La caractéristique principale des mammifères, comme Linné l’a reconnu en nommant ce groupe en 1758, est de porter des mamelles. Celles-ci, qui ont évolué à partir de glandes sudoripares, permettent aux femelles d’allaiter leurs petits. Les petits. Pas les adultes de l’espèce! Le veau boit du lait, pas le taureau… Tous les autres mammifères passent donc par une période de sevrage. Alors, que s’est-il passé pour que plusieurs de nos concitoyens adultes continuent de boire du lait après leur plus tendre enfance? La réponse est simple : ce sont des mutants!

Lactose et lactase

À leur naissance, tous les mammifères se nourrissent du lait maternel, qui contient principalement de l’eau, mais aussi du lactose, des matières grasses, des vitamines et des minéraux (calcium, sodium, potassium, etc.). Le lactose est le principal élément solide du lait. Ce sucre est aussi la source principale de carbone des nourrissons. Par contre, le lactose est un sucre complexe qui doit être dégradé en glucose et en galactose, des sucres facilement absorbables. Cette dégradation est prise en charge par la lactase, une enzyme codée par le gène LCT. Les promoteurs de ce gène sont les séquences d’ADN situées en amont. Ces séquences sont une sorte d’interrupteur ON/OFF, qui règle l’action ou la non-action du gène produisant la lactase dans le premier segment d’intestin après notre estomac.

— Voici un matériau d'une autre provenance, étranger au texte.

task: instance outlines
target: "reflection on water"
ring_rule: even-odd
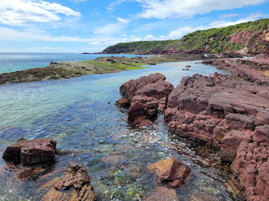
[[[48,190],[40,187],[61,175],[71,160],[87,168],[99,200],[141,200],[159,185],[153,182],[153,174],[146,173],[147,164],[171,156],[191,169],[185,184],[176,190],[179,200],[236,199],[227,190],[230,189],[226,181],[227,167],[222,164],[219,168],[215,151],[208,149],[203,156],[200,153],[205,152],[199,148],[169,134],[161,114],[152,126],[132,127],[127,121],[127,111],[113,104],[120,97],[120,86],[131,79],[158,72],[175,87],[184,76],[208,75],[216,71],[195,62],[0,86],[1,154],[7,145],[21,137],[52,138],[58,149],[80,151],[58,156],[53,171],[35,182],[18,180],[0,166],[0,200],[40,200]],[[189,65],[189,70],[182,70]],[[4,164],[0,159],[0,166]]]

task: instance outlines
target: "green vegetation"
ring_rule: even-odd
[[[268,43],[262,42],[265,38],[261,38],[263,37],[259,33],[268,32],[268,27],[269,19],[261,19],[226,27],[198,30],[181,39],[119,43],[108,47],[102,53],[150,54],[169,50],[204,50],[217,53],[234,52],[245,47],[249,51],[260,52],[269,46]],[[236,34],[238,34],[237,40],[234,38],[231,41],[232,36]]]

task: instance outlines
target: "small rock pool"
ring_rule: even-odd
[[[52,171],[35,181],[14,177],[1,158],[0,200],[42,200],[48,190],[44,184],[63,174],[71,161],[87,168],[98,200],[143,200],[160,185],[153,174],[146,173],[147,165],[170,156],[191,169],[184,184],[175,190],[178,200],[240,200],[233,195],[229,167],[221,163],[217,151],[169,133],[161,114],[150,126],[132,127],[127,110],[114,105],[120,97],[120,85],[132,79],[158,72],[175,87],[185,76],[221,72],[195,63],[199,61],[0,86],[1,155],[8,145],[22,137],[52,138],[58,149],[77,151],[58,156]],[[182,70],[188,65],[189,70]]]

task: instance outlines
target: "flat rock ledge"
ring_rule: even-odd
[[[269,71],[269,59],[219,59],[205,60],[202,63],[231,72],[245,80],[269,86],[269,76],[262,73]],[[269,72],[269,71],[268,71]]]
[[[269,87],[262,83],[216,73],[184,77],[164,112],[171,132],[221,150],[248,200],[269,199]]]
[[[121,86],[120,92],[123,97],[116,104],[125,108],[130,107],[128,120],[131,124],[150,125],[158,111],[164,110],[168,96],[174,89],[165,79],[160,73],[154,73],[131,80]]]

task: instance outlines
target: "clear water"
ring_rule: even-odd
[[[82,54],[66,53],[10,53],[0,52],[0,73],[9,73],[32,68],[43,68],[50,61],[76,62],[95,59],[100,56],[148,56],[149,55],[117,54]]]
[[[14,178],[3,170],[5,162],[0,159],[0,200],[41,200],[48,189],[40,190],[40,186],[62,174],[71,161],[87,168],[99,200],[139,200],[159,185],[153,182],[152,174],[146,173],[147,164],[170,156],[191,169],[185,184],[176,190],[179,200],[194,200],[201,195],[212,200],[236,199],[226,190],[228,178],[217,165],[216,153],[203,156],[204,152],[169,133],[161,114],[152,126],[133,127],[127,111],[114,105],[120,96],[120,86],[132,79],[158,72],[175,87],[183,76],[220,72],[194,64],[197,61],[0,86],[0,154],[21,137],[52,138],[58,149],[81,151],[58,156],[52,173],[35,181]],[[192,66],[190,70],[182,71],[187,65]]]

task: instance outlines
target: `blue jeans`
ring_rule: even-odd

Chez les nourrissons, le gène est à « ON ». Le lactose est donc normalement digéré dans leur petit intestin. Puis, lorsque les bébés vieillissent, l’interrupteur suspend la production de lactase, ce qui favorise le sevrage. En effet, en absence de lactase, le lactose traverse le petit intestin et se rend dans le grand intestin (côlon) sans être dégradé. Étant donné que le côlon contient un grand nombre de bactéries capables de fermenter le lactose, il y a production d'acide lactique, d'acides gras volatils et de gaz (hydrogène, dioxyde de carbone et méthane). Les ballonnements et les diarrhées qui en résultent donnent un signal aux nourrissons qu’il est temps d’adopter une nouvelle diète…

Mutation utile

Alors, pourquoi certains humains adultes peuvent-ils boire du lait sans être incommodés? Première partie de la réponse : parce que nos ancêtres ont inventé l’agriculture, cette pratique qui consiste en la domestication d’espèces végétales et animales pour, entre autres, la production de nourriture. Les vaches, les moutons et les chèvres, qui produisent tous du lait, sont parmi les premiers animaux mis au pacage il y a environ 10 000 ans, au Proche-Orient. À cette époque, les humains étaient encore des mammifères « normaux » : les adultes ne digéraient pas le lait.

Comme dans le cas de la couleur de la peau discuté dans le billet Nu au soleil de cette chronique, des mutations utiles, qui préexistaient dans le génome humain, ont été sélectionnées parce qu’elles permettaient l’expression de la lactase dans le petit intestin des adultes.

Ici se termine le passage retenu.